The theft consumed Munson’s and Nietz’s limited time on the phone together during the first months of his deployment.
“We’re not talking about how much we miss each other or what’s going on at the house or her day. We’re talking about this stupid guy and what’s going on in his life, and what the next step is to stopping him, and who we have to call next, and what she’s trying, and what I was trying. It was nuts,” Munson said.
Though the police report they filed didn’t do any good at first, it became necessary when creditors tried to collect.
“You have to be able to prove something happened to you, or they won’t dismiss the charges,” Munson said.
Even then, effects can linger on the victim’s credit report.
“Credit’s a finicky thing. You could be doing really well for a long time; you could be pushing 800,” said Munson, who owns his own business and bought his house when he was 23. But delinquencies — even if they’re fraudulent — cause ripples through a person’s credit.

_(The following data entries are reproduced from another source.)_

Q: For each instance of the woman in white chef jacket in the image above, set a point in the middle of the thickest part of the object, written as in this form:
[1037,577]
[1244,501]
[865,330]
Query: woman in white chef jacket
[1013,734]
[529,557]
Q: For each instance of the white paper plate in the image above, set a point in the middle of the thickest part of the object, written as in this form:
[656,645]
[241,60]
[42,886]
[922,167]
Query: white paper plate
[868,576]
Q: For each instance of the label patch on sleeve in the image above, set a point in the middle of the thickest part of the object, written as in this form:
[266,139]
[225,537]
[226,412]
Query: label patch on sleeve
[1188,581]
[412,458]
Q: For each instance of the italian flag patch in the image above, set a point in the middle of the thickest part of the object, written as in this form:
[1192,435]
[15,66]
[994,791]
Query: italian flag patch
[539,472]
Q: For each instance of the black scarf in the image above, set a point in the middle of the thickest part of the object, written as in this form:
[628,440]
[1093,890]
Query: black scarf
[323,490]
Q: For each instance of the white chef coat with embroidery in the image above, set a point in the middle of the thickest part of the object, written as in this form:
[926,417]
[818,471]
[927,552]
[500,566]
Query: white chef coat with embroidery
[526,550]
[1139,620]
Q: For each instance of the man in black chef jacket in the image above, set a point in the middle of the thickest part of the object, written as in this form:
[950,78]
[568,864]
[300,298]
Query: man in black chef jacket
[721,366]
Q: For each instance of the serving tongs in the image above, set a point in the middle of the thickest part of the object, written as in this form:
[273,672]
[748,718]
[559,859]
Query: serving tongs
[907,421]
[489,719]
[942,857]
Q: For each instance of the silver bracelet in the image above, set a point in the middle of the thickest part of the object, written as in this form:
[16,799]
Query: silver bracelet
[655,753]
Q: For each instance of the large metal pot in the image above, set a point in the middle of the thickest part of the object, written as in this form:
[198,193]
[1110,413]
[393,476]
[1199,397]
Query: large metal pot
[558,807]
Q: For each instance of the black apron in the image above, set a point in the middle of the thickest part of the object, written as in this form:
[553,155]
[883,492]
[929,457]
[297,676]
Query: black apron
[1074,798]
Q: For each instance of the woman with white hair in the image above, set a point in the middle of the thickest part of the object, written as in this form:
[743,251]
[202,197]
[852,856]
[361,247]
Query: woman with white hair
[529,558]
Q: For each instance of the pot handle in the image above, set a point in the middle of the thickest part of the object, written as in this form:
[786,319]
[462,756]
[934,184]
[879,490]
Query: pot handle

“Just because it’s taken off the report doesn’t mean it hasn’t affected you. It’s so complex,” he said.
Prevention is key, Moses said. People should review their credit report — and their children’s — at least once a year. One of the fastest-growing areas of identity theft is for children younger than 18, said Claudia Farrell, Federal Trade Commission spokeswoman.
Monitor the information available about you online and limit it as much as possible, including social media profiles, and be wary of transactions that are too easy, Gautier said. “If it’s too convenient for you, it’s too convenient for an identity thief.”
It’s tedious at first, but “it will become your habit,” Gautier said. “Paranoia never killed anyone.”